Design intention: Through the variant exercise of "I say you guess", let students describe the graphic features they have learned in their own language, which is to strengthen students' cognition. Students must master the characteristics of each figure in order to grasp the essence through phenomena and make their thinking more profound.
Fifth, reflect on the evaluation and sum up the gains.
1. Self-assessment learning process
Teacher: Recall the learning process just now. What activities impressed you the most? What have you gained or learned in this process?
Design intention: Let students review their own learning process, make reflective evaluation, and guide students to think: What have you gained in this activity? Let students know their own learning process, cultivate students' awareness of self-evaluation and reflect on their study habits.
Mathematics teaching plan for the second volume of the eighth grade (design idea)
The accumulation of experience in mathematical activities is an important symbol to improve students' mathematical literacy. The experience of mathematics activities needs to be accumulated in the process of "doing" and "thinking", which is gradually accumulated in the process of mathematics learning activities. Therefore, the design idea of this lesson mainly embodies the following characteristics:
First, let students construct their own knowledge by hands-on operation.

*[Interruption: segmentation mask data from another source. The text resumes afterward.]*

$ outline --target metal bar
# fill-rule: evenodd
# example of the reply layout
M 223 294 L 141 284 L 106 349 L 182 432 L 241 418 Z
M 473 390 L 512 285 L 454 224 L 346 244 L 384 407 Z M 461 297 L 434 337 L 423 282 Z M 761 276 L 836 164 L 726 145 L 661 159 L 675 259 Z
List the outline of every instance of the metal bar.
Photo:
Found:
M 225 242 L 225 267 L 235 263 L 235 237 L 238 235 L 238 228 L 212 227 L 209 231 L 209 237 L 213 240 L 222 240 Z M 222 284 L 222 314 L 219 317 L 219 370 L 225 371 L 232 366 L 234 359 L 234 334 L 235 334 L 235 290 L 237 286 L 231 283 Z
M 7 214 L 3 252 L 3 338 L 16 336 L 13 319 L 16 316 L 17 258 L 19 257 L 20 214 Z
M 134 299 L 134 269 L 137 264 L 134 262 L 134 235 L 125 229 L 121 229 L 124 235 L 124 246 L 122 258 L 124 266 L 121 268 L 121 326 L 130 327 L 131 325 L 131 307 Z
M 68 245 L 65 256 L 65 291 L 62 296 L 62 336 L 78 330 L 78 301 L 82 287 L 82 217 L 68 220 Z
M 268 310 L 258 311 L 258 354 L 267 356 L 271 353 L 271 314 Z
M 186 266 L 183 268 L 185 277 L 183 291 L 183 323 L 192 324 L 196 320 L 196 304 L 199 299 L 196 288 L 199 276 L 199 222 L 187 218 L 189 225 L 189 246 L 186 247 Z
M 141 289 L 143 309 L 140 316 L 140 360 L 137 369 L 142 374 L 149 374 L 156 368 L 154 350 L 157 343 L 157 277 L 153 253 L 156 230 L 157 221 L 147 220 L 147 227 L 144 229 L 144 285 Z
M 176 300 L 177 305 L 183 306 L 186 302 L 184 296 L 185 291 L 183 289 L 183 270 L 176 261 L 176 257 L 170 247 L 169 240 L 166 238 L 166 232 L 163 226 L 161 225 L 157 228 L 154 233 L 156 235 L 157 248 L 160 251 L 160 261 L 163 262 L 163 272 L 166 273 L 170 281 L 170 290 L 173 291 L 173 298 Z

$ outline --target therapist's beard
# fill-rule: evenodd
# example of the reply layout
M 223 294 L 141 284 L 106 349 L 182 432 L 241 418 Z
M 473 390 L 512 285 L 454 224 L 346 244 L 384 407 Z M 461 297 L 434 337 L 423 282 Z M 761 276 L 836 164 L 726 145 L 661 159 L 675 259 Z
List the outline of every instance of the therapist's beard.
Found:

Hands-on practice, independent exploration and cooperative communication are important ways to learn mathematics. Therefore, in teaching, I strive to create conditions for students to "do" mathematics in hands-on activities, so that the process of learning mathematics becomes a process of re-creation by students using what they have learned, and students become explorers and discoverers. In this class, students' observation ability and reasoning ability are cultivated through the transformation from rectangle to parallelogram, and students are allowed to construct their own knowledge through mathematical activities such as cutting, drawing and changing. Only in such operational activities can students truly experience the process of observation, speculation, imagination, analysis and reasoning, and the concept of space can be developed.
Second, solve problems and make students become thinkers.
Let students use the characteristics of equilateral parallelogram to solve problems, and let students fully experience the diversity of problem-solving strategies. In the process of "changing", I let students think independently, experience the process of modifying graphics by themselves, show students a variety of modification schemes, fully expose students' various thinking processes, and let students feel the diversity of problem-solving strategies and methods.